BOISE -- State Superintendent of Public Instruction, Tom Luna says painful cuts are ahead for Idaho Schools.
This morning Luna presented his 2011 budget proposal to state budget writers.
"As state superintendent, as a father, as a grandfather I hoped we would be in a different situation by now," said Luna. "I hoped our state revenue would have turned around. And we would be able to store some of the one time funding that had to be used, but that is not the case."
Luna gave the Joint Finance and Appropriations recommendations on how to fill a $135 million budget hole in the 2011 public education budget.
Luna wants lawmakers to tap earnings from a state endowment fund for an additional $52 million next year to soften the financial blow.
He also recommends transferring $5.5 million from Driver's Training fund, and the Safe & Drug Free school fund.

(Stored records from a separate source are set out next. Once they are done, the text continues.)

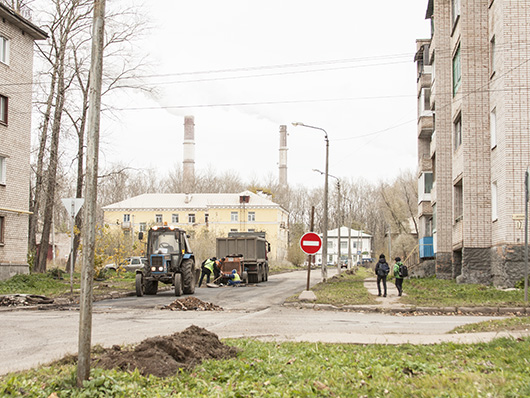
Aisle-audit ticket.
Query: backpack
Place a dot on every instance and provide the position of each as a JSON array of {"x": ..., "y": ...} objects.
[
  {"x": 403, "y": 270},
  {"x": 383, "y": 269}
]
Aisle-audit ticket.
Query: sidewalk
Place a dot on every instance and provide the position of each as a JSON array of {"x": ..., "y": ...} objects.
[{"x": 392, "y": 304}]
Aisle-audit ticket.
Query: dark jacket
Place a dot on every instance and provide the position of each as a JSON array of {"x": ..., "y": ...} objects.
[{"x": 382, "y": 268}]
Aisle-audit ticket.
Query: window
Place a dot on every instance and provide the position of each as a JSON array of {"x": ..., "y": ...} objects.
[
  {"x": 492, "y": 56},
  {"x": 459, "y": 200},
  {"x": 457, "y": 71},
  {"x": 455, "y": 10},
  {"x": 4, "y": 50},
  {"x": 494, "y": 201},
  {"x": 2, "y": 228},
  {"x": 3, "y": 109},
  {"x": 424, "y": 102},
  {"x": 457, "y": 132},
  {"x": 2, "y": 170},
  {"x": 493, "y": 128},
  {"x": 427, "y": 188}
]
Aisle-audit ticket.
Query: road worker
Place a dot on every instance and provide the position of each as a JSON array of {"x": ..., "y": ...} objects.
[
  {"x": 233, "y": 278},
  {"x": 207, "y": 269}
]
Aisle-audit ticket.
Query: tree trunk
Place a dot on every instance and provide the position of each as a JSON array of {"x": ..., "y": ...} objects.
[{"x": 40, "y": 265}]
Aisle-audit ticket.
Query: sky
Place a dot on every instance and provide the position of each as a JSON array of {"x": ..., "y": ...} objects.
[{"x": 242, "y": 68}]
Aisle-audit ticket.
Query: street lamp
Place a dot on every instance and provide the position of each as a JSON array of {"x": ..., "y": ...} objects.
[
  {"x": 340, "y": 219},
  {"x": 325, "y": 232}
]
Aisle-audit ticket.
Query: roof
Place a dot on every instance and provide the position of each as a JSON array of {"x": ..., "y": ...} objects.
[
  {"x": 18, "y": 20},
  {"x": 174, "y": 201},
  {"x": 344, "y": 233}
]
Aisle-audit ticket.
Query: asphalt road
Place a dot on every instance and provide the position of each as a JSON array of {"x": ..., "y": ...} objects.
[{"x": 30, "y": 338}]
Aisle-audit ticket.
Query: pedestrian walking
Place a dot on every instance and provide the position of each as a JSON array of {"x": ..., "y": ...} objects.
[
  {"x": 381, "y": 270},
  {"x": 400, "y": 272}
]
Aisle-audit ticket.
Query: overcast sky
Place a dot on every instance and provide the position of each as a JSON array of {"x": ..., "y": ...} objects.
[{"x": 242, "y": 68}]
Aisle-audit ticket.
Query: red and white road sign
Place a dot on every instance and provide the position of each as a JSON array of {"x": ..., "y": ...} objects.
[{"x": 310, "y": 243}]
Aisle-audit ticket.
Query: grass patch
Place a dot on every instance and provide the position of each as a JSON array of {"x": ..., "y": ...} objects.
[
  {"x": 495, "y": 325},
  {"x": 495, "y": 369},
  {"x": 343, "y": 289},
  {"x": 434, "y": 292},
  {"x": 47, "y": 285}
]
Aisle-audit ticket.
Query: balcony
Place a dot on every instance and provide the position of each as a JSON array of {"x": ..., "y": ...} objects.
[
  {"x": 425, "y": 125},
  {"x": 424, "y": 164},
  {"x": 432, "y": 149}
]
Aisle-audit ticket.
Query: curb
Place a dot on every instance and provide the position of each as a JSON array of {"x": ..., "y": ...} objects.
[{"x": 498, "y": 311}]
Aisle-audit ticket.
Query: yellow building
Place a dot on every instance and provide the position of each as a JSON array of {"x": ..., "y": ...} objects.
[{"x": 221, "y": 213}]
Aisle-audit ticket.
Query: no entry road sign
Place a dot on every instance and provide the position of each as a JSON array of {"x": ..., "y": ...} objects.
[{"x": 310, "y": 243}]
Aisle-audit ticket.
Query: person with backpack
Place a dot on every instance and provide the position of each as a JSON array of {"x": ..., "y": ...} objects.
[
  {"x": 400, "y": 272},
  {"x": 381, "y": 270}
]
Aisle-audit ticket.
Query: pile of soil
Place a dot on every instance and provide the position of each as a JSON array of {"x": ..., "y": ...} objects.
[
  {"x": 191, "y": 303},
  {"x": 163, "y": 356},
  {"x": 16, "y": 300}
]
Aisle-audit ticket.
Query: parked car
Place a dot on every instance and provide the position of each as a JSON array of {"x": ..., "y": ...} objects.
[{"x": 130, "y": 264}]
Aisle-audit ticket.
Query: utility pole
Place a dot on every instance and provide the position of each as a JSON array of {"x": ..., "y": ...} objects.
[
  {"x": 526, "y": 236},
  {"x": 339, "y": 266},
  {"x": 87, "y": 272}
]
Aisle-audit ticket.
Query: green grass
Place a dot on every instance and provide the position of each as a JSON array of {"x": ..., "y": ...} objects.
[
  {"x": 443, "y": 293},
  {"x": 495, "y": 325},
  {"x": 496, "y": 369},
  {"x": 343, "y": 289}
]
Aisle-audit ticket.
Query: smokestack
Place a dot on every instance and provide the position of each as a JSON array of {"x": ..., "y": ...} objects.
[
  {"x": 188, "y": 163},
  {"x": 283, "y": 155}
]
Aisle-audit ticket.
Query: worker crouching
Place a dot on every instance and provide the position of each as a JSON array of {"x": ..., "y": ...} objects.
[{"x": 233, "y": 278}]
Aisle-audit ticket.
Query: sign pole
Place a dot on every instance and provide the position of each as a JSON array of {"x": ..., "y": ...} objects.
[
  {"x": 309, "y": 255},
  {"x": 72, "y": 215}
]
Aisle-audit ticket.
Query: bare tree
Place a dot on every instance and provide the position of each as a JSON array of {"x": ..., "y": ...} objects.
[{"x": 68, "y": 56}]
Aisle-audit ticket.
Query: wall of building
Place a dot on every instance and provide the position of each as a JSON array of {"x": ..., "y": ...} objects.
[
  {"x": 15, "y": 141},
  {"x": 272, "y": 221}
]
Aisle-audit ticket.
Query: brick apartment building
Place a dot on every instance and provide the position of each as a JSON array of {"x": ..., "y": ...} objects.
[
  {"x": 17, "y": 35},
  {"x": 474, "y": 138}
]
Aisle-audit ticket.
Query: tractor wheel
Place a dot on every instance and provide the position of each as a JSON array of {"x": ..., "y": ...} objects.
[
  {"x": 188, "y": 279},
  {"x": 151, "y": 287},
  {"x": 178, "y": 285},
  {"x": 139, "y": 287}
]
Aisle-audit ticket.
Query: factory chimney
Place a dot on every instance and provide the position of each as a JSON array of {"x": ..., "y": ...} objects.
[
  {"x": 283, "y": 156},
  {"x": 188, "y": 163}
]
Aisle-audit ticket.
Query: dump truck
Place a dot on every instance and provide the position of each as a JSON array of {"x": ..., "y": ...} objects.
[
  {"x": 251, "y": 250},
  {"x": 169, "y": 260}
]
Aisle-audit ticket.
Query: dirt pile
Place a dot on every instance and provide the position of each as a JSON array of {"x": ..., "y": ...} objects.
[
  {"x": 17, "y": 300},
  {"x": 191, "y": 303},
  {"x": 163, "y": 356}
]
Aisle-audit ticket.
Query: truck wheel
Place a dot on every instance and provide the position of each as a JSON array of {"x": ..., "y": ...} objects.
[
  {"x": 178, "y": 285},
  {"x": 151, "y": 287},
  {"x": 188, "y": 278},
  {"x": 139, "y": 287}
]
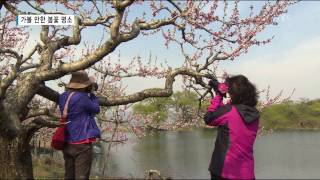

Along with those recommendations Luna also has six targeted reductions.
- Continue to freeze teacher salaries based on the salary funding grid for a 2nd year -- $6.1 million.
- Eliminating the Early Retirement Incentive Program -- $2 million.
- Eliminating transportation reimbursement for field trips -- $1.4 million.
- Reduce classroom supply budgets from $300 to $200.
- Eliminate the 99 percent average daily attendance protection -- $5 million.
- Combine technology and textbooks into a one line item and reducing it to $6 million -- $9.1 million.
The total reductions will save $25.2 million.
Luna also told the committee not to to eliminate the the Math Initiative, the Reading Initiative and Remediation Funding. He says by eliminating those programs we would eliminate the progress schools have made.
Luna says the cuts will be painful and if done wrong will significantly damage student achievement.
Public schools may also have to make millions of dollars in cuts for the school year that's underway right now.
In his State of the State speech, Gov. Otter proposed cutting nearly $28 million from public schools.
Associated Press contributed to this report.